Bubba Brothers, projeto algarvio liderado por Eliseu Correia vai tocar na capital mundial da música eletrónica. Ponto alto da tournée será a atuação ao vivo nos estúdios da Ibiza Sónica, rádio que soma 50 milhões de ouvintes mensais.
É em dose tripla que Eliseu Correia, mentor do duo de música eletrónica Bubba Brothers, vai invadir Ibiza no próximo fim de semana. A primeira paragem é no Es Paradis, uma das primeiras e mais famosas discotecas daquela estância balnear espanhola, no domingo, 18 de setembro.
No dia seguinte, «vou fazer um set ao vivo na rádio Ibiza Sónica», cuja audiência mensal ascende aos 50 milhões de ouvintes.
Por fim, o grande momento será na segunda-feira, no Tantra Ibiza, na Playa D’en Bossa, «onde todos os grandes Djs fazem as suas festas. É onde nomes como Black Coffee e Bob Sinclair fazem as suas festas ao início da noite».
O convite para atuar no Es Paradis surgiu «através de alguém muito próximo que colabora comigo e que neste momento é uma espécie de agente. Um dia será agente oficial, mas enquanto puder, vou evitar revelar quem é», diz. E isso irá acontecer? «É quase inevitável. Isto tem timings. A época de 2022 está a acabar e muito provavelmente haverá uma declaração oficial no início próximo ano».
Para 2023, «já tenho datas marcadas. Não queremos forçosamente tocar todos os dias no verão ou de dois em dois dias. Tocaremos nos sítios onde efetivamente sentimos que nos querem e que se coadunam connosco. Ou seja, tem que ser mútuo. Não queremos massificar e banalizar aquilo que é o espetáculo dos Bubba Brothers», sublinha.
«Há dois tipos de DJ, o indivíduo que mantém o som enquanto se está na praia, quase uma espécie de Spotify humano, que também é uma arte. E depois há o espetáculo de DJ, em que as pessoas saem de casa para ver. É isso que queremos ser».
«Quem vai a um espetáculo dos Bubba percebe porque não pode ser mais de duas horas, porque vai ver os Iron Maiden dos DJ. Não está ali uma pessoa morta a debitar músicas. Estão pessoas que sentem as emoções do público e que sentem música, e depois a tentarem conjugar isso», descreve.
Por outro lado, «a maior parte das músicas que passamos, as pessoas não conhecem. Reconhecerem 15 ou 20 por cento do reportório que tocamos e é muito. Não são músicas que passem na rádio. É preciso ser-se conhecedor. Aí é que está a adrenalina e o orgasmo da coisa. Pegarmos num set que fizemos em casa e está na cabeça. Mas olhas para o público e percebes que tens de ir por outro sentido» é o desafio.
Para Eliseu Correia ir a Ibiza, «que é a Meca da música eletrónica, e conseguir tocar em três sítios diferentes, em três dias consecutivos», é um feito.

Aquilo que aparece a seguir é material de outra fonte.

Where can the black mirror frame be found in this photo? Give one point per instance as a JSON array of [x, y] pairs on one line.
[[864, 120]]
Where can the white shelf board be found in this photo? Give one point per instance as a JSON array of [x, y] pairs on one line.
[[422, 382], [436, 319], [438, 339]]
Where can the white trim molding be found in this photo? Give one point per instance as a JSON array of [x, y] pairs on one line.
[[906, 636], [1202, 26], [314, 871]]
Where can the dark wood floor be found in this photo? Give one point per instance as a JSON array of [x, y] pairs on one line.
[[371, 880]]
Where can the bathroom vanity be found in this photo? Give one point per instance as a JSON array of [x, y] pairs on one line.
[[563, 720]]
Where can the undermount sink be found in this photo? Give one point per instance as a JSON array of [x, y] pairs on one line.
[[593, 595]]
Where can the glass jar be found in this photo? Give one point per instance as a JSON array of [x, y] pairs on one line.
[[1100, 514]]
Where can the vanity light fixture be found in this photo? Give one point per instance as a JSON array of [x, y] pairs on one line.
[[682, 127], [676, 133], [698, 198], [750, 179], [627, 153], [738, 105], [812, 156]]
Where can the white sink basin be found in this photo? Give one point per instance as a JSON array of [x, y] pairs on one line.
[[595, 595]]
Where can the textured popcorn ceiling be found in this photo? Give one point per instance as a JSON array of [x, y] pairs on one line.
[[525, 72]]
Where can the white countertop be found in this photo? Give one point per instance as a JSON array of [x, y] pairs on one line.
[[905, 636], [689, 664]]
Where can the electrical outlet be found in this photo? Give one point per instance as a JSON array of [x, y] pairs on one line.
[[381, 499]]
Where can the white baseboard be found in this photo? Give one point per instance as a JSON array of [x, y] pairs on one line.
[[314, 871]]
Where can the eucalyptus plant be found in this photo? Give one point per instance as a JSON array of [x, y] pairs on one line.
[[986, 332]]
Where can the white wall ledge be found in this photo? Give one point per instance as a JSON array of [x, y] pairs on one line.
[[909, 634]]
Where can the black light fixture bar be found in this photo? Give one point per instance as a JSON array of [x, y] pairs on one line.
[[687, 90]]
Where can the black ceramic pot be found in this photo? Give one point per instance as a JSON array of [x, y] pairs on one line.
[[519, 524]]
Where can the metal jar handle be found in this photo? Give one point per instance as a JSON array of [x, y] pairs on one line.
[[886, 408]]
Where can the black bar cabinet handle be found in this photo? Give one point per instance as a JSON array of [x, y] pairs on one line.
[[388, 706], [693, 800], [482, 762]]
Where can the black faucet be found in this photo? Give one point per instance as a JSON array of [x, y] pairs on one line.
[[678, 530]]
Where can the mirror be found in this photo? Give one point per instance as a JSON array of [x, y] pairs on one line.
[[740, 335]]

Resulta do «empenho que pomos nisto e também da palavra que passa. Há DJs que já passam as nossas músicas. Isso é uma coisa épica».
Desta vez, Justino Santos, por motivos profissionais, não vai poder acompanhar a tournée. Ainda assim, o líder do par não está nervoso.
«Tento trabalhar e treinar. Vou fazendo as duas coisas porque preciso de maximizar o meu tempo. As pessoas que não sabem que tenho esta paixão, entram aqui e acham que se enganaram porque isto não é um escritório de um agente de viagens. Tenho de aproveitar todo o tempo que tenho. Para escolher uma música para passar na atuação, ouço mil e não estou a exagerar. Das mil, faço uma triagem de três ou quatro e passo, se calhar, só uma vez. Se as músicas não tiverem impacto no público, tiro-as logo fora e fico só com aquelas que sinto que o outro lado também sentiu».
Outro desafio é que os sets «nunca são iguais. Não faço ideia do que vou tocar em nenhum dos sítios. Desta vez vou sozinho, a solo, porque o meu colega está a trabalhar. Apesar de ser o mais perigoso, o sítio onde vou estar mais relaxado é na rádio, porque uma coisa é estar numa estação numa mesa de mistura. É quase como estar em casa, com a diferença que 50 milhões de pessoas vão ouvir o que vou fazer. Aí acho que me consigo abster do que está do outro lado. Quando tens público, não te consegues abster das pessoas que tens à tua frente. Acho que estou muito expectante daquilo que vai acontecer».
No total, os Bubba Brothers têm cerca de 10 temas originais.
«Mas nem sempre as toco, porque não quero tornar aquilo num culto pessoal. Quero passar o que me apetece passar».
Depois de Ibiza, a próxima atuação será no dia 25 de setembro, no rooftop do Hotel Eva Senses, em Faro, que terá como convidado de honra o francês DJ Oxia.